This brings me to my second issue with nutrition in schools. Health is not something we teach. Students have a “health class”. I remember the nutrition section of my health book – so blatantly funded by the dairy lobby it was disgusting. I don’t have anything against dairy, I have everything against imbalanced and politicized information in a nutrition text book. The other health information I received was similarly abysmal. We don’t teach kids how their bodies work – the miracle of blood carrying nutrients to every corner, the poetry of the stretch and contract of muscles as one moves, the adventure of connecting synapse and firing neurons in the brain – so they cannot possibly or fully understand why this food we provide is inadequate. They cannot fully understand why they need balance in their diets, exercise in their days, and time to process both things. We give them school funded laptops and teach them how to use these amazing and complex machines…but we never give them the proper instruction to use the most amazing super computer on the planet that they already posses.

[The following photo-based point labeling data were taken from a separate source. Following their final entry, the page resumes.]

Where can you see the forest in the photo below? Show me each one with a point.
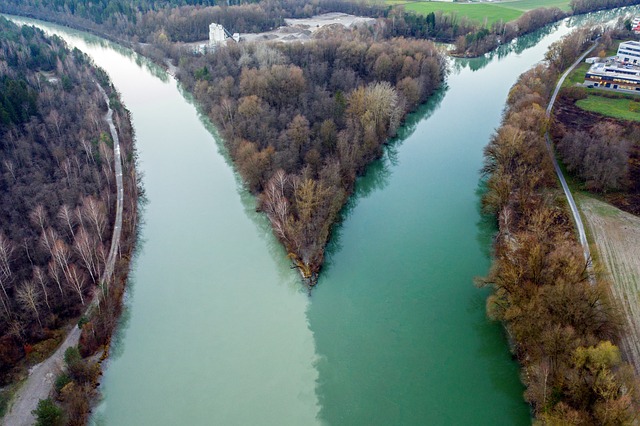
(562, 325)
(602, 153)
(187, 21)
(57, 198)
(302, 121)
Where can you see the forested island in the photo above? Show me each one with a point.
(302, 121)
(58, 203)
(173, 21)
(293, 116)
(562, 324)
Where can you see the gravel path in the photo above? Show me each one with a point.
(567, 192)
(42, 376)
(616, 235)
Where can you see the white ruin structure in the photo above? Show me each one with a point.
(218, 35)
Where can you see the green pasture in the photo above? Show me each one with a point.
(489, 11)
(622, 109)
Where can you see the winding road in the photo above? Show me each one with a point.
(42, 376)
(567, 192)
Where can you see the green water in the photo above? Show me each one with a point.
(218, 331)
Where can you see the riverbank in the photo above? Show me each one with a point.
(99, 304)
(538, 270)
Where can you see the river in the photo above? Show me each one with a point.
(217, 328)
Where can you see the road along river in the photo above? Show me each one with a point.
(217, 328)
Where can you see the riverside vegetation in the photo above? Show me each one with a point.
(298, 143)
(562, 326)
(602, 152)
(57, 203)
(301, 121)
(187, 21)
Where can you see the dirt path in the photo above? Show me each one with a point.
(567, 192)
(42, 376)
(616, 235)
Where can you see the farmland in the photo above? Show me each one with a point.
(483, 12)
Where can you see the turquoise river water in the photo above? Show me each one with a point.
(218, 329)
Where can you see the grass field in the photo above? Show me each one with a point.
(616, 108)
(481, 12)
(577, 75)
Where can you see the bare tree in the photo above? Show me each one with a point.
(28, 296)
(77, 280)
(48, 238)
(40, 278)
(39, 216)
(65, 214)
(61, 255)
(56, 274)
(6, 276)
(84, 245)
(94, 211)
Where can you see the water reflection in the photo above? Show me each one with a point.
(379, 172)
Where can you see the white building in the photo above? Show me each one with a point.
(615, 76)
(629, 52)
(217, 34)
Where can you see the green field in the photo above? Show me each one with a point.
(616, 108)
(491, 12)
(577, 75)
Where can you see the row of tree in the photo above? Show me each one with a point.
(173, 21)
(561, 325)
(57, 188)
(302, 121)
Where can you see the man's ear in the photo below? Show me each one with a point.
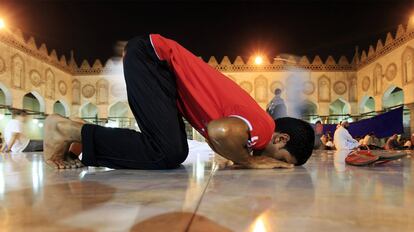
(281, 138)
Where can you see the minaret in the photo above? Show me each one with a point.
(72, 61)
(355, 59)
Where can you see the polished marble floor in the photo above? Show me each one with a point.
(202, 195)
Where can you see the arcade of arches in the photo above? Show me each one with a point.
(33, 78)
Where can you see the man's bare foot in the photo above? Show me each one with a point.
(59, 133)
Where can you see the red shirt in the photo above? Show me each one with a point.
(205, 94)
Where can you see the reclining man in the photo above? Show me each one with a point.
(166, 82)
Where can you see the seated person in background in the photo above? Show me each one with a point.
(318, 134)
(343, 140)
(277, 106)
(360, 140)
(392, 143)
(324, 140)
(371, 141)
(14, 134)
(376, 141)
(330, 145)
(407, 144)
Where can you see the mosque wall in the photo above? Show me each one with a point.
(26, 68)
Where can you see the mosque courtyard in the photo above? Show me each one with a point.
(204, 195)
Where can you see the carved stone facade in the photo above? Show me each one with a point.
(27, 67)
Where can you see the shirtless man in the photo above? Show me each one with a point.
(166, 82)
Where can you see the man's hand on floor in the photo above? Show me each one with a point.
(265, 162)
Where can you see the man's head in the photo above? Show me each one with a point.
(278, 92)
(20, 115)
(345, 124)
(292, 141)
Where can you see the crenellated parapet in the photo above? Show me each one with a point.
(16, 39)
(403, 34)
(281, 64)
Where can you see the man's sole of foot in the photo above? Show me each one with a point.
(55, 145)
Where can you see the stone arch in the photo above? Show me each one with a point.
(102, 92)
(247, 86)
(118, 109)
(260, 89)
(8, 98)
(407, 65)
(367, 104)
(232, 78)
(393, 96)
(309, 111)
(33, 101)
(61, 107)
(76, 92)
(89, 111)
(377, 79)
(324, 89)
(50, 84)
(276, 85)
(17, 72)
(118, 115)
(340, 107)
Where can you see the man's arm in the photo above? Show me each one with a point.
(350, 142)
(228, 137)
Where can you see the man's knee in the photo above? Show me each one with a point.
(136, 44)
(177, 152)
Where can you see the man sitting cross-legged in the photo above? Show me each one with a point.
(166, 82)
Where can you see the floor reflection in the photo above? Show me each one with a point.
(203, 195)
(31, 207)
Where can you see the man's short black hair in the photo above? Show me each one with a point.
(16, 112)
(302, 137)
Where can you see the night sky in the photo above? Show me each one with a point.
(209, 27)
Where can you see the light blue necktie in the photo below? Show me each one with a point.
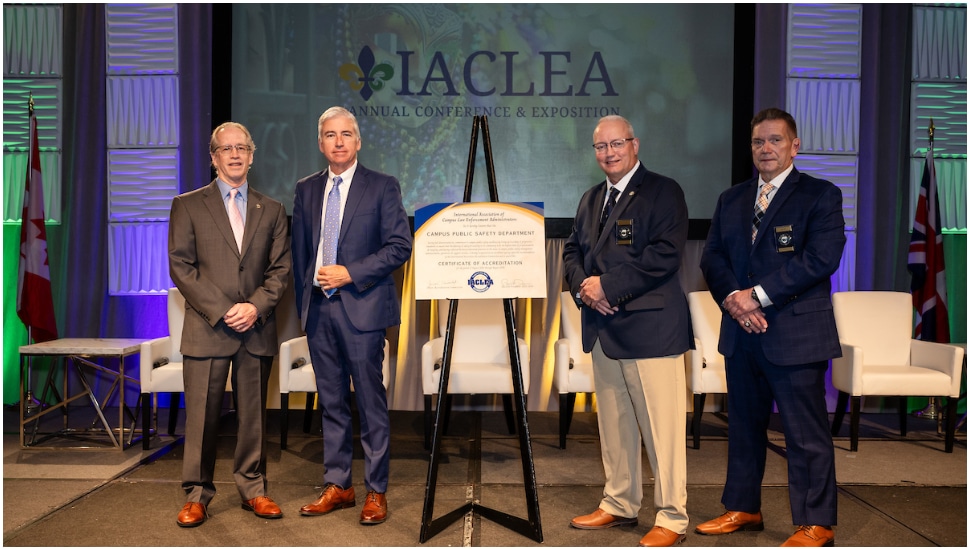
(331, 227)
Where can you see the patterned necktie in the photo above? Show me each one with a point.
(608, 209)
(331, 227)
(759, 209)
(235, 218)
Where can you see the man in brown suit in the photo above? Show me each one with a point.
(229, 255)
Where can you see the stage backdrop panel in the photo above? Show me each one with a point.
(416, 74)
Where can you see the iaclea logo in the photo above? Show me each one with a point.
(480, 281)
(368, 76)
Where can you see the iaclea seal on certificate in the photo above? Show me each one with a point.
(480, 281)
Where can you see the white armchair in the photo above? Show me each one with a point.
(480, 362)
(161, 369)
(296, 375)
(574, 367)
(880, 357)
(705, 366)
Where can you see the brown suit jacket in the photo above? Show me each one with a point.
(213, 275)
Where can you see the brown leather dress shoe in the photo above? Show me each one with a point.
(375, 508)
(263, 507)
(811, 535)
(600, 520)
(333, 498)
(661, 536)
(730, 522)
(193, 514)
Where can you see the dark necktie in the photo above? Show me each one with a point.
(608, 209)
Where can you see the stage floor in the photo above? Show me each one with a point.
(896, 491)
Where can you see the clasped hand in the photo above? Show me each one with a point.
(591, 293)
(241, 317)
(746, 311)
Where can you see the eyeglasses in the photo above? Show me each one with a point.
(228, 149)
(774, 141)
(616, 144)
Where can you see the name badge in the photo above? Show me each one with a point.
(624, 232)
(784, 237)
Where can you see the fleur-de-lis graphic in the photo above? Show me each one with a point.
(365, 77)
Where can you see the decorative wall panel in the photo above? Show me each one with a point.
(48, 95)
(824, 40)
(141, 184)
(142, 141)
(138, 258)
(827, 113)
(142, 39)
(843, 171)
(946, 103)
(142, 111)
(939, 43)
(32, 40)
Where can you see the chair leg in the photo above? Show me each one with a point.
(449, 401)
(951, 422)
(566, 403)
(308, 412)
(146, 411)
(854, 423)
(695, 423)
(903, 413)
(173, 411)
(284, 419)
(509, 416)
(427, 421)
(840, 405)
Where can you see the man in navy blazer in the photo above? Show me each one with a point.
(346, 304)
(621, 264)
(772, 279)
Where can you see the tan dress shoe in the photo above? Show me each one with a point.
(263, 507)
(730, 522)
(332, 498)
(193, 514)
(661, 536)
(375, 509)
(811, 535)
(600, 520)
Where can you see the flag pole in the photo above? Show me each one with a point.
(31, 405)
(930, 411)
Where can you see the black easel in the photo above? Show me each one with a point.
(532, 527)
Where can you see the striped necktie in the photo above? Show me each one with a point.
(759, 209)
(331, 227)
(235, 218)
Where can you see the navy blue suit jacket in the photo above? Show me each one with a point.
(795, 275)
(642, 277)
(375, 239)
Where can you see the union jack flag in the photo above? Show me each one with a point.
(926, 262)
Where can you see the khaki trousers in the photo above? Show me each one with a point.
(643, 400)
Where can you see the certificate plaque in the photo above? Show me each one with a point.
(479, 250)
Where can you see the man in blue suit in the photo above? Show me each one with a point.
(774, 243)
(621, 263)
(350, 232)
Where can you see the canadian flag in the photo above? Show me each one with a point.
(35, 304)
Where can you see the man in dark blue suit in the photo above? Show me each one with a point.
(621, 263)
(350, 232)
(774, 243)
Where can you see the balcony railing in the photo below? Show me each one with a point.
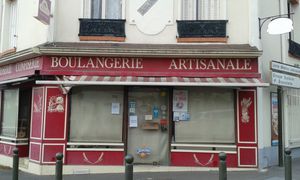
(201, 28)
(102, 27)
(294, 49)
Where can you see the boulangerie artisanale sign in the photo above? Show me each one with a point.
(132, 66)
(139, 66)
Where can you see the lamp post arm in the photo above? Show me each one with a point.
(261, 21)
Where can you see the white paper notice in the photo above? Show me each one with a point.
(115, 108)
(133, 121)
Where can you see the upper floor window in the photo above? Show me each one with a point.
(103, 9)
(203, 9)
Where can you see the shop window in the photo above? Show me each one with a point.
(96, 114)
(202, 21)
(293, 114)
(206, 116)
(16, 108)
(102, 21)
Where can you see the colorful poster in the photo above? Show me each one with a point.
(180, 100)
(115, 108)
(133, 121)
(274, 119)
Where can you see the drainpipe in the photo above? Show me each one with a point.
(280, 92)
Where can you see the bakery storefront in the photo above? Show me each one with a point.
(164, 110)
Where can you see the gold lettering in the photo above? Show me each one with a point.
(211, 65)
(54, 61)
(182, 64)
(173, 65)
(230, 65)
(139, 63)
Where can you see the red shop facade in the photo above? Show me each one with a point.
(174, 111)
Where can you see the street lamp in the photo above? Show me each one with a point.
(279, 24)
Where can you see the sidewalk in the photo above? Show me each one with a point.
(272, 173)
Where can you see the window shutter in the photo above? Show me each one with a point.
(96, 7)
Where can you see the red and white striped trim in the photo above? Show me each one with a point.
(156, 81)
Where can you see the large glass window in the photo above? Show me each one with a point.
(211, 117)
(96, 114)
(106, 9)
(16, 113)
(203, 9)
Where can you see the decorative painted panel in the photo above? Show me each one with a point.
(7, 149)
(247, 156)
(35, 152)
(55, 118)
(95, 157)
(201, 159)
(37, 113)
(50, 150)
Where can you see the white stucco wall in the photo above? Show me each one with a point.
(30, 31)
(68, 12)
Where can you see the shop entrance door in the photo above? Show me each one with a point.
(148, 128)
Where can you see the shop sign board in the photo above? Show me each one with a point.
(141, 66)
(282, 79)
(285, 68)
(43, 11)
(20, 69)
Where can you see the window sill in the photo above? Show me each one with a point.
(102, 38)
(203, 40)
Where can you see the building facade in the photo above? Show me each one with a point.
(173, 83)
(283, 49)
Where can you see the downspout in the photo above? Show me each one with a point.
(282, 124)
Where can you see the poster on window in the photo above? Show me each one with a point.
(274, 119)
(180, 100)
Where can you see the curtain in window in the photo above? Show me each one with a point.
(91, 118)
(96, 9)
(10, 113)
(113, 9)
(212, 117)
(200, 9)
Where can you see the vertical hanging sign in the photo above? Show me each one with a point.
(274, 119)
(43, 11)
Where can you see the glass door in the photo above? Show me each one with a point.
(148, 128)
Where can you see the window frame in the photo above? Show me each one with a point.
(87, 9)
(222, 11)
(200, 120)
(91, 141)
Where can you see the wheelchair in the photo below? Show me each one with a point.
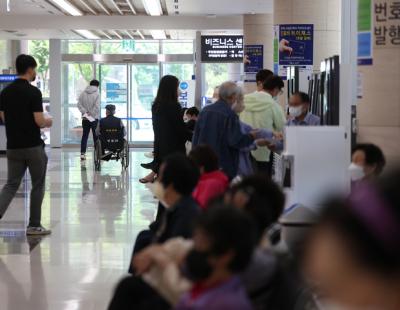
(111, 149)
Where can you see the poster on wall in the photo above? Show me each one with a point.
(253, 61)
(187, 93)
(364, 36)
(293, 46)
(220, 48)
(387, 23)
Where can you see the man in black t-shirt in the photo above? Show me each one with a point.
(21, 109)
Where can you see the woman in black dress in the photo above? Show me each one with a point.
(170, 131)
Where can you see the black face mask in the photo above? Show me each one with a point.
(197, 267)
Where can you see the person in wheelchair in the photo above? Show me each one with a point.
(112, 133)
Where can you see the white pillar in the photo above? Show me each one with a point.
(55, 92)
(198, 71)
(348, 66)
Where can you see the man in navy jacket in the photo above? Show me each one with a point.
(219, 127)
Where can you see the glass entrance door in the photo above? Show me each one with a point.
(132, 89)
(143, 89)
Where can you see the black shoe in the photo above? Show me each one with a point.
(147, 166)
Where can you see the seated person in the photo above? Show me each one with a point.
(223, 244)
(299, 111)
(367, 162)
(177, 178)
(213, 182)
(111, 131)
(263, 201)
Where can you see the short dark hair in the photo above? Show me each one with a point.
(229, 229)
(265, 203)
(373, 155)
(273, 82)
(375, 249)
(94, 83)
(204, 157)
(193, 111)
(25, 62)
(180, 172)
(263, 75)
(305, 98)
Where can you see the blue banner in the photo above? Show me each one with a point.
(7, 78)
(296, 45)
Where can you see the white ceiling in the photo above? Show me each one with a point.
(219, 7)
(31, 7)
(44, 10)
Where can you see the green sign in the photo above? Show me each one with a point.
(128, 45)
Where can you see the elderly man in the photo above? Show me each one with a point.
(218, 126)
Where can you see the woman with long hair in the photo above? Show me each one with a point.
(170, 131)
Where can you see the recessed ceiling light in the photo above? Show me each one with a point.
(158, 34)
(87, 34)
(152, 7)
(68, 7)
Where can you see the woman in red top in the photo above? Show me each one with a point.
(213, 182)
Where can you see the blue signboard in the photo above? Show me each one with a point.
(116, 92)
(253, 61)
(254, 58)
(296, 45)
(7, 78)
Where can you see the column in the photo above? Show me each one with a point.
(55, 92)
(378, 110)
(258, 30)
(198, 70)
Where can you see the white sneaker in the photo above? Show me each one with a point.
(37, 231)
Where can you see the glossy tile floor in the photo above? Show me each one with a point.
(95, 217)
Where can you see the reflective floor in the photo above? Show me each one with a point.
(95, 217)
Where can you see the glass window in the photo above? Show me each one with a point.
(145, 79)
(183, 72)
(76, 78)
(129, 47)
(177, 47)
(79, 47)
(215, 75)
(39, 49)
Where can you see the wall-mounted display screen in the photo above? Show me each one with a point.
(222, 48)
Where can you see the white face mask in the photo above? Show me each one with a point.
(295, 111)
(158, 190)
(356, 172)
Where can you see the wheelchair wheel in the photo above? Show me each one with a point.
(97, 155)
(125, 156)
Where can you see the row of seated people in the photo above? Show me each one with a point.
(208, 247)
(220, 256)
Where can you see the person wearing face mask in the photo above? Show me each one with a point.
(219, 127)
(367, 162)
(299, 114)
(263, 112)
(21, 109)
(224, 240)
(177, 180)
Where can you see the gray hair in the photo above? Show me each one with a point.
(229, 89)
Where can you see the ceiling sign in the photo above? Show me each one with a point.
(220, 48)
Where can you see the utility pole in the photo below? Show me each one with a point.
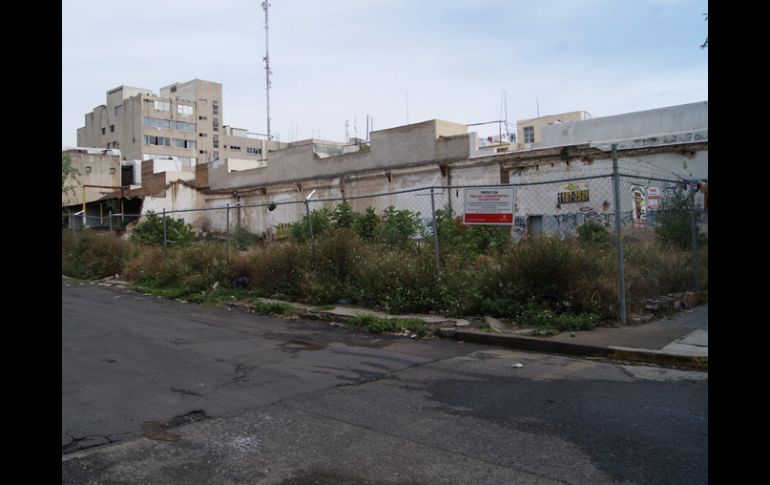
(265, 6)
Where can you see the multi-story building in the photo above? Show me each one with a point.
(183, 123)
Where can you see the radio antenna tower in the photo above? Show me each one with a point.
(265, 6)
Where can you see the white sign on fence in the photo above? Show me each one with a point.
(489, 205)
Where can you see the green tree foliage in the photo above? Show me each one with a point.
(593, 232)
(150, 230)
(68, 172)
(674, 220)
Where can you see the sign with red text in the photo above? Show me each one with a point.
(489, 205)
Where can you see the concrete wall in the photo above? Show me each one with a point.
(538, 124)
(563, 219)
(684, 118)
(96, 167)
(421, 142)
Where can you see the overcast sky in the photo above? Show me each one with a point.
(338, 60)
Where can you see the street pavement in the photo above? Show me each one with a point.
(158, 391)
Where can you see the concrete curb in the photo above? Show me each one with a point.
(552, 346)
(510, 341)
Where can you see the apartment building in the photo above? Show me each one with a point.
(182, 123)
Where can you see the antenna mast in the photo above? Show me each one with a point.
(265, 6)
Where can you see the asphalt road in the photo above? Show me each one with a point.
(158, 391)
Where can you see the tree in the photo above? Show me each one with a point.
(67, 172)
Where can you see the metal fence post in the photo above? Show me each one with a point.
(694, 236)
(165, 239)
(227, 228)
(618, 236)
(435, 231)
(310, 225)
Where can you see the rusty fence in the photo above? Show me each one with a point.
(630, 206)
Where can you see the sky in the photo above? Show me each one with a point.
(397, 61)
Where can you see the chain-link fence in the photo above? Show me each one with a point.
(619, 207)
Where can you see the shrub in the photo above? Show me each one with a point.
(593, 232)
(321, 220)
(338, 253)
(90, 255)
(398, 280)
(278, 268)
(674, 221)
(399, 226)
(366, 225)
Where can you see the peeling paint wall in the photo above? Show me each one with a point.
(426, 141)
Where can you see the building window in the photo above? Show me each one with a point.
(529, 134)
(181, 143)
(182, 126)
(184, 110)
(156, 140)
(157, 122)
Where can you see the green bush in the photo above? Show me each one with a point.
(338, 253)
(278, 268)
(91, 255)
(150, 230)
(674, 221)
(593, 232)
(399, 226)
(321, 220)
(366, 225)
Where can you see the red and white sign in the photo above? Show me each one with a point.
(653, 198)
(489, 205)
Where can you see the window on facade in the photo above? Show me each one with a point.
(529, 134)
(157, 122)
(182, 126)
(156, 140)
(181, 143)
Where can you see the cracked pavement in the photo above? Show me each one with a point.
(229, 397)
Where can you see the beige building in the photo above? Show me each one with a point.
(182, 123)
(95, 167)
(528, 131)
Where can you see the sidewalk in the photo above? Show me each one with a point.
(681, 341)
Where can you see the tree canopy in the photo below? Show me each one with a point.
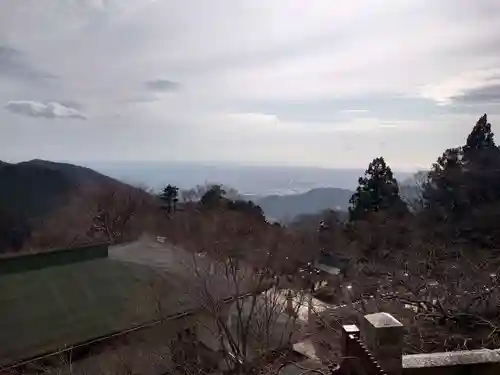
(170, 197)
(377, 190)
(463, 187)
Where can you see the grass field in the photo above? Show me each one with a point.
(48, 309)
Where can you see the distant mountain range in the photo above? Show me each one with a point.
(35, 188)
(285, 208)
(247, 180)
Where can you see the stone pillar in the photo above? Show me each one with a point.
(383, 336)
(348, 330)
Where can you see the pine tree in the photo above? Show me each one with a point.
(170, 197)
(463, 188)
(213, 196)
(378, 190)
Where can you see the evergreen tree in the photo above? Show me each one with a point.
(463, 187)
(377, 190)
(213, 196)
(170, 197)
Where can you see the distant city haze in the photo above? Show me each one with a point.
(254, 180)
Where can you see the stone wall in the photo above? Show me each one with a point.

I’m going to stop ranting now. I do think about nutrition a lot. Almost every client I see has an issue that is based in diet problems, and many of these problems are based on a lack of anatomical and physiological understanding and knowledge. If my son learns nothing else from me, I hope and pray that he grows up understanding, appreciating, and nourishing his amazing body (what parent doesn’t marvel and gloat over thier child’s graceful form?), and doing so with food he knows will help him in his myriad endeavors. I hope and pray that the kids who touch your life receive the same.
Here are some thought provoking links related to this subject.
British Chef Jamie Oliver and his thought provoking TED acceptance speech. I love this – all 20 minutes of it – and how extremely passionate he is about his subject.
A Letter of Apology to Our Children. We owe them an apology, we owe them real food. Do you know what your kids are eating at school? Can you go with them one day and find out?
“It Happens Every Noon” – a video from 1966 about the school lunch program. Some interesting history…
Please, take a moment and write to your school board, your congressional representatives, senators, President & Mrs. Obama, and anyone else who can add their voice to this issue. Search out programs in your area – like the School Garden Project of my area. Support these programs, be it with time, dollars, or just your voice. Teach your kids some basic anatomy and physiology.
And eat well.
March 10th, 2010 saat: 2:04 pm
I have been following the food teacher as well. Perhaps you posted on fb about her earlier? I don’t understand school lunch economics. For example, I’ve seen reports and studies on school district raised produce and site cooked meals making a profit. Why then do they outsource; for a *bigger* profit? I also recently read a report where the children sent to a school for at risk behavior were improving significantly based on diet. They too reported a profit. Maybe I’ll bring it up at a 4j school board meeting.